Some critics had called for criminal charges against the mother, who was with the boy at the zoo, for reckless endangerment. Police and prosecutors did not provide the name of the mother, but multiple media reports identified her as 32-year-old Michelle Gregg, who works as a preschool administrator.

The boy suffered a concussion and some scrapes but escaped serious injury. The family previously said it does not intend to sue the zoo.

“I am very sorry about the loss of this gorilla but nothing about this situation rises to the level of a criminal charge,” Hamilton County prosecutor Joseph Deters said on Monday.

“Had she been in the bathroom smoking crack and let her kids run around the zoo that’d be a different story,” he told reporters on Monday. “She was attending to her children by all witness accounts and the 3-year-old just scampered off.”

He said the mother, according to witnesses, never placed her son in danger and only turned away for a few seconds to deal with another child.

“If anyone doesn’t believe a 3-year-old can scamper off very quickly, they’ve never had kids because they can and they do,” he added.

Deters also said he was glad the zoo had changed the gorilla enclosure to prevent a repeat of the incident.

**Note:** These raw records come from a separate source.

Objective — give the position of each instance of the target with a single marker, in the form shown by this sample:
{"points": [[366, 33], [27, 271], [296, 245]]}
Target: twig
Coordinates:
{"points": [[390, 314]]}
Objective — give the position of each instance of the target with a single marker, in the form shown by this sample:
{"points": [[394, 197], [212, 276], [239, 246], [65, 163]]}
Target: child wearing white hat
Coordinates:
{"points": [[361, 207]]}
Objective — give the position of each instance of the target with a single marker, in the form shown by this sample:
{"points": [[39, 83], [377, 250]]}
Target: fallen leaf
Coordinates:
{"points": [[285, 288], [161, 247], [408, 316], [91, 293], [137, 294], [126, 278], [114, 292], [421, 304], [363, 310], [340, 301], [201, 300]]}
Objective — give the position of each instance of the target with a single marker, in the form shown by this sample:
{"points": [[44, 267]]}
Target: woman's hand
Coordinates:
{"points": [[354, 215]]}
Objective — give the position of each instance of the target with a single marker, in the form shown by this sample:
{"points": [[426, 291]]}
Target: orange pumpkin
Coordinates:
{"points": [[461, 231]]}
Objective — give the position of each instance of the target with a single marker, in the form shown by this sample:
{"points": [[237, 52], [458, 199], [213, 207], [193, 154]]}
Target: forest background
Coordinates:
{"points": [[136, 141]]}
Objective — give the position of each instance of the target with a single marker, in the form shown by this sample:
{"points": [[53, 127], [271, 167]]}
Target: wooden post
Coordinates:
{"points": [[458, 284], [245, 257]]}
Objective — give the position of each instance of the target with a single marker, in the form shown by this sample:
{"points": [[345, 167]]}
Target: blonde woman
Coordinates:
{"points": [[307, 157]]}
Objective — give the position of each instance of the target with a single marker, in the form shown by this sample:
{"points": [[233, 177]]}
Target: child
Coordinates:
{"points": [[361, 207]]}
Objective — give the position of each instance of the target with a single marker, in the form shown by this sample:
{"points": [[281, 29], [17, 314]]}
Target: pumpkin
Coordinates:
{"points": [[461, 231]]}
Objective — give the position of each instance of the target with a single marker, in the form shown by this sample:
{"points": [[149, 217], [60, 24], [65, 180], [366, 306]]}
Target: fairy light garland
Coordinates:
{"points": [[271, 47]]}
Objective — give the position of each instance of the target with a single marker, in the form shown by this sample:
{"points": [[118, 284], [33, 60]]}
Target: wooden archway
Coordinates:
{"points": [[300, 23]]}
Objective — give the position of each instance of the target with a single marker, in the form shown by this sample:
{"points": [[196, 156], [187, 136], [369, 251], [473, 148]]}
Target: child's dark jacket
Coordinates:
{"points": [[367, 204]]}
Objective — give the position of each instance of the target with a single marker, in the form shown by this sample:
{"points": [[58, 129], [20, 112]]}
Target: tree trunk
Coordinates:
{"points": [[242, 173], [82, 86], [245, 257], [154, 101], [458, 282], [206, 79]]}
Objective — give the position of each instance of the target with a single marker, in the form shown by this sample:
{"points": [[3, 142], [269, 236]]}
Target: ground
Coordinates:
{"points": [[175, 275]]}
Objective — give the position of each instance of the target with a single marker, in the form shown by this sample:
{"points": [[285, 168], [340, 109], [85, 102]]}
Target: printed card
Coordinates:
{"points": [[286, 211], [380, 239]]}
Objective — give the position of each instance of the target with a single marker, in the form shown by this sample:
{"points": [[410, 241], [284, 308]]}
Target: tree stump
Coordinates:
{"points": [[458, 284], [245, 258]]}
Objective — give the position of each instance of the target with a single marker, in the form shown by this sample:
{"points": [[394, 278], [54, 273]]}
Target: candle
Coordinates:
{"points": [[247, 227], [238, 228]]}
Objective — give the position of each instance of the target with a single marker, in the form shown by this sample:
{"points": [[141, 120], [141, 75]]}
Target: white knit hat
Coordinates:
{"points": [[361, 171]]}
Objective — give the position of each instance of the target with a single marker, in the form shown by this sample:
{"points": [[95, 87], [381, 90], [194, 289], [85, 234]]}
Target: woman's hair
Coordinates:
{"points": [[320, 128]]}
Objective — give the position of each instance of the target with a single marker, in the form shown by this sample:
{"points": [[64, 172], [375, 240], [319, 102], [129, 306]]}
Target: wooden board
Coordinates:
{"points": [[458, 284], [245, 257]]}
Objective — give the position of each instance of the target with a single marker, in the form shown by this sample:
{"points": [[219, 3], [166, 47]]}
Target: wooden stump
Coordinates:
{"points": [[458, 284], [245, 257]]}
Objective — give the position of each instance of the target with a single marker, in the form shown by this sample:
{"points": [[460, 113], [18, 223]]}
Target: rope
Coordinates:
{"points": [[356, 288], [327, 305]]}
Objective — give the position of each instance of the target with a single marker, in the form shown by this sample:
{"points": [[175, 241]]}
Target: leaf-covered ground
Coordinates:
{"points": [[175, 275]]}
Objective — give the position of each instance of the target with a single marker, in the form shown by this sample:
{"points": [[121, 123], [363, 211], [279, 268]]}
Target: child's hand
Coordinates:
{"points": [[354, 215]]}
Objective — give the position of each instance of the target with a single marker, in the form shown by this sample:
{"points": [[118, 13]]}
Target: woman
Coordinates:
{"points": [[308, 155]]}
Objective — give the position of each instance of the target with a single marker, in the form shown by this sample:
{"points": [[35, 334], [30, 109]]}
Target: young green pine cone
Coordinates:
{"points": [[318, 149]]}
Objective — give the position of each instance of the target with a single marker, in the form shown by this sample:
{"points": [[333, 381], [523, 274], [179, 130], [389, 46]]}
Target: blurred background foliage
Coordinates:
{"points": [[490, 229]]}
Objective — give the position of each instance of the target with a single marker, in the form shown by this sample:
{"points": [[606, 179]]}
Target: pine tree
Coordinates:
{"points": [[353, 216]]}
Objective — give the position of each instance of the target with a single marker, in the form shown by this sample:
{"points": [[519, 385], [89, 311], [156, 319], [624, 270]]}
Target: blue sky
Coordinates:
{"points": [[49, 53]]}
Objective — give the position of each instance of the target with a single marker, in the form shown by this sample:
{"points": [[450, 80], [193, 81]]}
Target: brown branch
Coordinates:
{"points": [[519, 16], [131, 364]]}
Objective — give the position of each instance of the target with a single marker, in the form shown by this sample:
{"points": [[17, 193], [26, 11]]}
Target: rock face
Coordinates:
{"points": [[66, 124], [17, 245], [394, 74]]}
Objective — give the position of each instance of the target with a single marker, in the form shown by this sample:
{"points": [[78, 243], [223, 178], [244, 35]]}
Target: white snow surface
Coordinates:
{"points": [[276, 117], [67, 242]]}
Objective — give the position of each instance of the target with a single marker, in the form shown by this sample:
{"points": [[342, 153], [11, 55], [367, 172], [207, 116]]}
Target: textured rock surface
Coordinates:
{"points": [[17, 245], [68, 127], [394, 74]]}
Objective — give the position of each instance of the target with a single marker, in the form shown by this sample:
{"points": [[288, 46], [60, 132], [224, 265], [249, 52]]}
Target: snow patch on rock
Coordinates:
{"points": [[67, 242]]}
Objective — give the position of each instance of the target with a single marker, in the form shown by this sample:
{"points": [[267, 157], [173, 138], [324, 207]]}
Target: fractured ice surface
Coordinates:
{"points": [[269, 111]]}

It will reopen Tuesday with a higher barrier and added knotted rope netting.

The family was pleased with the prosecutor’s decision.

“This is one more step in allowing us to put this tragic episode behind us and return to our normal family life,” the family said in a statement.

The boy was at the zoo with his mother, three sisters, ages 7, 4 and 1, and family friends when he climbed over a 3-foot barrier and fell 15 feet into a moat, according to the Hamilton County prosecutor’s office and witnesses.

The gorilla dragged the child through the enclosure before zoo officials shot him.